Podemos ainda ampliar o campo de ressonâncias entre esses filmes, observando que ambos quebram a quarta parede à sua maneira e, em ambos os casos, de modo a implicar o espectador em jogadas que imprimem um sentido contínuo de desorientação e repulsa. Em uma mesa que ocorreu em Tiradentes, tendo por tema “a imaginação como potência”, a dramaturga e intelectual Helena Vieira postulou um filme-experiência que, tal e qual o cinema pornô, quebrasse a quarta parede como que sugando a sensibilidade do espectador para dentro do filme e criando com ele um pacto objetivo sem garantias excedentes: a masturbação implica em uma sorte de investimento libidinal capaz de arrancá-lo literalmente de sua passividade, conectando-o com uma espécie única de prazer. O que seria de nós diante de um filme ou de um enigma que nos impelisse a vomitar ou gritar de pavor? Que forças anômalas, que “baralhamento” da percepção esse cinema seria capaz de liberar? Penso nos momentos mais soltos e violentos de Canto dos Ossos, ou na agonia do cangaceiro ao longo de Sertânia. Como escreveu Juliano Gomes sobre Canto dos Ossos, “é preciso estar à vontade no enigma”, e acrescento: apreender o enigma em sua insolubilidade implica em um processo de abolição da fruição (ou do tribunal) em favor do engajamento libidinal.

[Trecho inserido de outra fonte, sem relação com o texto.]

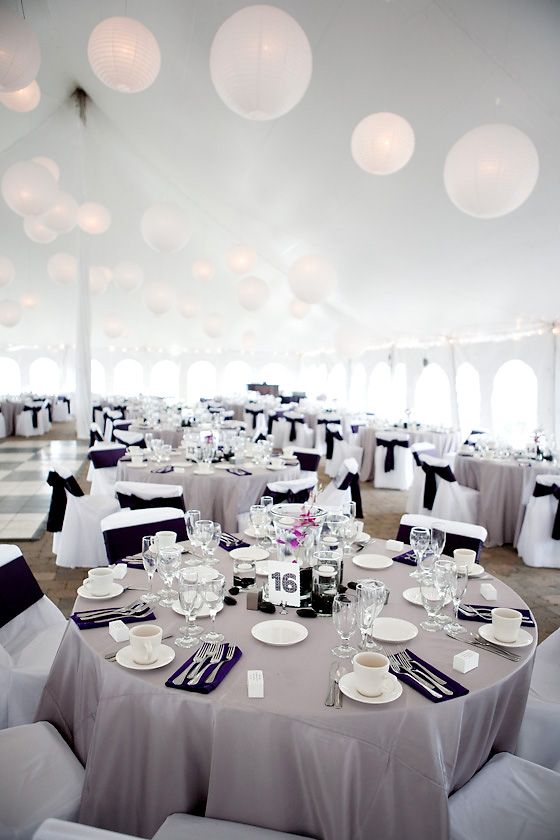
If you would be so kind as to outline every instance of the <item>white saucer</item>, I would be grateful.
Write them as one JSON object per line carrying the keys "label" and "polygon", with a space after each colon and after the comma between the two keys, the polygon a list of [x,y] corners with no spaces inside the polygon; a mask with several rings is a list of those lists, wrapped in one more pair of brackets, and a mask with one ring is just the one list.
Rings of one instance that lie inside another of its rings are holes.
{"label": "white saucer", "polygon": [[[218,612],[221,612],[223,610],[223,608],[224,608],[224,605],[220,604],[220,608],[219,608]],[[173,610],[173,612],[176,612],[177,615],[185,615],[185,611],[182,608],[181,603],[179,601],[174,601],[171,609]],[[202,607],[197,612],[196,617],[197,618],[210,618],[210,610],[208,609],[208,606],[206,604],[202,605]]]}
{"label": "white saucer", "polygon": [[480,563],[475,563],[472,569],[469,572],[470,578],[477,578],[480,575],[484,574],[484,566],[481,566]]}
{"label": "white saucer", "polygon": [[307,638],[307,627],[297,621],[283,621],[272,619],[261,621],[251,627],[251,635],[265,645],[297,645]]}
{"label": "white saucer", "polygon": [[209,580],[216,580],[218,577],[218,572],[216,569],[212,569],[210,566],[205,566],[203,563],[200,566],[189,566],[189,572],[197,572],[198,580],[201,583],[206,583]]}
{"label": "white saucer", "polygon": [[214,469],[211,470],[201,470],[198,467],[193,470],[193,475],[213,475]]}
{"label": "white saucer", "polygon": [[358,545],[365,545],[371,539],[369,534],[366,534],[365,531],[362,531],[361,534],[358,534],[354,542],[358,543]]}
{"label": "white saucer", "polygon": [[255,571],[258,575],[268,577],[269,563],[268,560],[261,560],[260,563],[255,563]]}
{"label": "white saucer", "polygon": [[108,601],[110,598],[116,598],[118,595],[122,595],[123,592],[124,587],[120,583],[112,583],[107,595],[94,595],[83,584],[82,586],[78,586],[78,595],[80,598],[85,598],[86,601]]}
{"label": "white saucer", "polygon": [[388,569],[393,565],[393,560],[384,554],[356,554],[352,563],[360,569]]}
{"label": "white saucer", "polygon": [[256,545],[250,545],[248,548],[234,548],[229,553],[234,560],[266,560],[269,556],[268,551],[264,548],[258,548]]}
{"label": "white saucer", "polygon": [[387,674],[383,680],[383,692],[377,697],[366,697],[365,694],[360,694],[356,688],[356,675],[354,671],[344,674],[340,678],[338,685],[346,697],[349,697],[351,700],[357,700],[358,703],[371,703],[373,705],[376,703],[392,703],[393,700],[396,700],[402,694],[402,685],[392,674]]}
{"label": "white saucer", "polygon": [[[420,597],[420,587],[419,586],[411,586],[410,589],[405,589],[403,594],[403,598],[405,601],[408,601],[409,604],[415,604],[417,607],[422,607],[422,598]],[[444,606],[447,606],[451,601],[451,598],[448,596],[445,599]]]}
{"label": "white saucer", "polygon": [[379,642],[409,642],[418,635],[418,627],[402,618],[376,618],[371,635]]}
{"label": "white saucer", "polygon": [[247,527],[245,528],[243,533],[245,534],[246,537],[251,537],[251,539],[255,539],[256,536],[257,536],[255,534],[255,529],[253,528],[252,525],[247,525]]}
{"label": "white saucer", "polygon": [[159,651],[159,656],[155,662],[150,665],[140,665],[132,658],[132,648],[127,645],[117,651],[116,660],[123,668],[131,668],[133,671],[153,671],[154,668],[163,668],[164,665],[169,665],[175,659],[175,650],[169,645],[162,645]]}
{"label": "white saucer", "polygon": [[271,472],[280,472],[280,470],[285,470],[286,469],[286,465],[282,464],[281,467],[273,467],[272,464],[267,464],[266,468],[267,468],[267,470],[271,470]]}
{"label": "white saucer", "polygon": [[127,467],[132,467],[133,470],[147,470],[148,464],[133,464],[132,461],[124,462]]}
{"label": "white saucer", "polygon": [[214,464],[215,470],[230,470],[233,467],[233,464],[229,464],[227,461],[225,463]]}
{"label": "white saucer", "polygon": [[487,642],[493,642],[495,645],[500,645],[500,647],[506,648],[527,647],[527,645],[530,645],[533,641],[531,634],[524,630],[523,627],[519,628],[519,636],[517,637],[516,642],[500,642],[494,636],[494,630],[491,624],[483,624],[482,627],[479,627],[478,635],[482,636],[483,639],[486,639]]}

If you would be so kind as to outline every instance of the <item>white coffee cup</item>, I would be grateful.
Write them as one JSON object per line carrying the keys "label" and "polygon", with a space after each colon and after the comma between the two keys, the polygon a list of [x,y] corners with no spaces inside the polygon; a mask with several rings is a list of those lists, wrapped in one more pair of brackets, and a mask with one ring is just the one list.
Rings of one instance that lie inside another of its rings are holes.
{"label": "white coffee cup", "polygon": [[163,631],[157,624],[140,624],[130,631],[132,658],[138,665],[151,665],[159,656]]}
{"label": "white coffee cup", "polygon": [[129,446],[128,447],[128,454],[131,456],[131,458],[134,458],[134,457],[136,457],[136,458],[140,457],[141,458],[142,457],[142,449],[141,449],[140,446]]}
{"label": "white coffee cup", "polygon": [[472,548],[456,548],[453,552],[453,559],[457,568],[467,567],[467,572],[472,572],[476,565],[476,551]]}
{"label": "white coffee cup", "polygon": [[516,642],[523,616],[519,610],[496,607],[492,610],[492,632],[498,642]]}
{"label": "white coffee cup", "polygon": [[113,570],[102,566],[100,569],[90,569],[83,585],[92,595],[108,595],[113,586]]}
{"label": "white coffee cup", "polygon": [[356,520],[356,536],[361,537],[364,532],[364,523],[360,522],[359,519]]}
{"label": "white coffee cup", "polygon": [[379,697],[383,682],[389,673],[389,660],[382,653],[361,651],[352,660],[354,677],[359,694]]}
{"label": "white coffee cup", "polygon": [[177,542],[177,534],[175,531],[157,531],[156,544],[158,549],[169,548],[170,545],[175,545]]}
{"label": "white coffee cup", "polygon": [[282,460],[282,458],[271,458],[270,466],[274,467],[274,469],[279,469],[280,467],[284,466],[284,461]]}
{"label": "white coffee cup", "polygon": [[208,461],[200,461],[200,463],[198,465],[198,472],[211,473],[212,472],[212,464],[209,464]]}

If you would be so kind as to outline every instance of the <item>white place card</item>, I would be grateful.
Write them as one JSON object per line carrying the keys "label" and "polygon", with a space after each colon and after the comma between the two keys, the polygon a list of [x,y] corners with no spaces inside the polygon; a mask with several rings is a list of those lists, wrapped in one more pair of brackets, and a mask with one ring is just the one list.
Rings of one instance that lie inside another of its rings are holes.
{"label": "white place card", "polygon": [[297,563],[268,561],[268,600],[271,604],[299,607],[299,566]]}

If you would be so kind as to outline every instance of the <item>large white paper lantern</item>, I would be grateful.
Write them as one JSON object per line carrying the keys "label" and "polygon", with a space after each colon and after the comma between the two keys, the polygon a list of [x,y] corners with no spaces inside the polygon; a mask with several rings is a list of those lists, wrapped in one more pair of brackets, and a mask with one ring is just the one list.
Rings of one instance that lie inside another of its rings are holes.
{"label": "large white paper lantern", "polygon": [[47,273],[51,280],[61,286],[70,286],[78,277],[78,260],[72,254],[60,251],[53,254],[47,263]]}
{"label": "large white paper lantern", "polygon": [[103,332],[107,338],[120,338],[124,334],[125,325],[117,315],[107,315],[103,321]]}
{"label": "large white paper lantern", "polygon": [[140,230],[144,242],[154,251],[175,254],[185,247],[191,238],[191,225],[186,213],[171,202],[161,202],[148,207]]}
{"label": "large white paper lantern", "polygon": [[11,111],[19,111],[20,114],[27,114],[33,111],[41,101],[41,88],[35,81],[12,93],[0,93],[0,102]]}
{"label": "large white paper lantern", "polygon": [[15,327],[21,321],[21,306],[15,300],[0,300],[0,324]]}
{"label": "large white paper lantern", "polygon": [[52,158],[45,157],[44,155],[36,155],[35,157],[32,157],[31,160],[33,163],[38,163],[40,166],[44,166],[45,169],[48,169],[56,182],[60,180],[60,167]]}
{"label": "large white paper lantern", "polygon": [[451,147],[443,170],[453,204],[479,219],[516,210],[533,192],[538,176],[533,141],[505,123],[481,125],[464,134]]}
{"label": "large white paper lantern", "polygon": [[109,229],[111,213],[96,201],[86,201],[78,207],[77,221],[84,233],[99,236]]}
{"label": "large white paper lantern", "polygon": [[31,241],[37,242],[39,245],[48,245],[50,242],[54,242],[58,236],[55,230],[47,227],[42,216],[27,216],[23,220],[23,229]]}
{"label": "large white paper lantern", "polygon": [[106,265],[92,265],[89,269],[89,291],[94,297],[102,295],[109,288],[113,272]]}
{"label": "large white paper lantern", "polygon": [[335,333],[338,353],[347,359],[361,356],[368,346],[368,336],[358,324],[343,324]]}
{"label": "large white paper lantern", "polygon": [[241,346],[244,350],[252,350],[257,341],[257,336],[253,330],[245,330],[241,336]]}
{"label": "large white paper lantern", "polygon": [[97,78],[120,93],[146,90],[154,83],[161,68],[156,38],[134,18],[102,20],[89,36],[87,52]]}
{"label": "large white paper lantern", "polygon": [[370,114],[358,123],[352,134],[352,157],[371,175],[398,172],[413,152],[414,131],[398,114]]}
{"label": "large white paper lantern", "polygon": [[12,164],[2,177],[4,201],[20,216],[39,216],[58,193],[55,179],[46,167],[32,160]]}
{"label": "large white paper lantern", "polygon": [[294,295],[305,303],[321,303],[336,289],[334,267],[324,257],[308,254],[300,257],[288,273]]}
{"label": "large white paper lantern", "polygon": [[16,267],[9,257],[0,257],[0,287],[7,286],[16,276]]}
{"label": "large white paper lantern", "polygon": [[244,277],[239,283],[237,293],[241,306],[250,312],[260,309],[270,297],[270,289],[260,277]]}
{"label": "large white paper lantern", "polygon": [[59,192],[41,221],[56,233],[68,233],[76,226],[78,204],[70,193]]}
{"label": "large white paper lantern", "polygon": [[203,328],[210,338],[219,338],[224,329],[224,319],[217,312],[211,312],[204,319]]}
{"label": "large white paper lantern", "polygon": [[195,260],[192,264],[192,278],[193,280],[206,282],[212,280],[216,270],[209,260]]}
{"label": "large white paper lantern", "polygon": [[222,101],[249,120],[273,120],[305,94],[313,69],[307,36],[275,6],[246,6],[218,29],[210,75]]}
{"label": "large white paper lantern", "polygon": [[0,7],[0,91],[21,90],[39,72],[41,48],[21,15]]}
{"label": "large white paper lantern", "polygon": [[135,292],[142,285],[144,272],[136,263],[121,260],[115,266],[113,277],[119,289],[125,292]]}
{"label": "large white paper lantern", "polygon": [[150,283],[144,291],[144,301],[154,315],[163,315],[174,305],[175,291],[166,280]]}
{"label": "large white paper lantern", "polygon": [[26,292],[19,299],[24,309],[36,309],[39,306],[39,298],[32,292]]}
{"label": "large white paper lantern", "polygon": [[301,320],[305,318],[311,312],[311,304],[305,303],[303,300],[298,300],[298,298],[294,298],[290,301],[290,315],[292,318],[297,318]]}
{"label": "large white paper lantern", "polygon": [[248,274],[257,261],[257,252],[250,245],[234,245],[227,252],[226,260],[234,274]]}
{"label": "large white paper lantern", "polygon": [[183,318],[194,318],[200,311],[200,304],[191,295],[183,295],[179,301],[179,312]]}

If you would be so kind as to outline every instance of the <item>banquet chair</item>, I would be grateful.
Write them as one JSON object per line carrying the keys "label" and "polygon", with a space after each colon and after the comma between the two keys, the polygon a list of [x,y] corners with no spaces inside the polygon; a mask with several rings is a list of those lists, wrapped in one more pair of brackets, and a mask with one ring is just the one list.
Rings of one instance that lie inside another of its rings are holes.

Filmes que alçam seu “além” à superfície de forma frontalmente indireta – percebam a primeira frase do Canto dos Ossos, nada mais extemporâneo do que dizer hoje: “não acuso”… Ambos são filmes que não acusam nem o cinema, nem seus personagens e nem a plateia. Mas há desafio: não mais retornar àquilo que já sabemos, não mais rever, não mais “desver”. Uma ecologia das imagens capaz de “exformar” o presente e fazer emergir um múltiplo monstruoso de todos nós e de todas as coisas. Portadores de um gesto suficiente para esgarçar ainda mais o tecido do descalabro, filmes que projetam um “ex-Brasil”, um Brasil horrendo, teratomórfico, quem sabe?

O Brasil morreu novamente: viva o Brasil, tudo é Brasil: a cada novo amontoado de slogans, o monstro desperta, renasce – foram muitos ao longo desta última década. Sarno e a trupe do Osso Osso produziram algumas espécies tenebrosas para o necrológio desta época, arrastando consigo outras épocas e outros códigos, revirando tudo, deixando tudo pelo avesso. Suas características enigmáticas, antes de lançar qualquer questão mais edificante, têm a força necessária para projetar sobre nós e sobre o mundo uma estranha luz.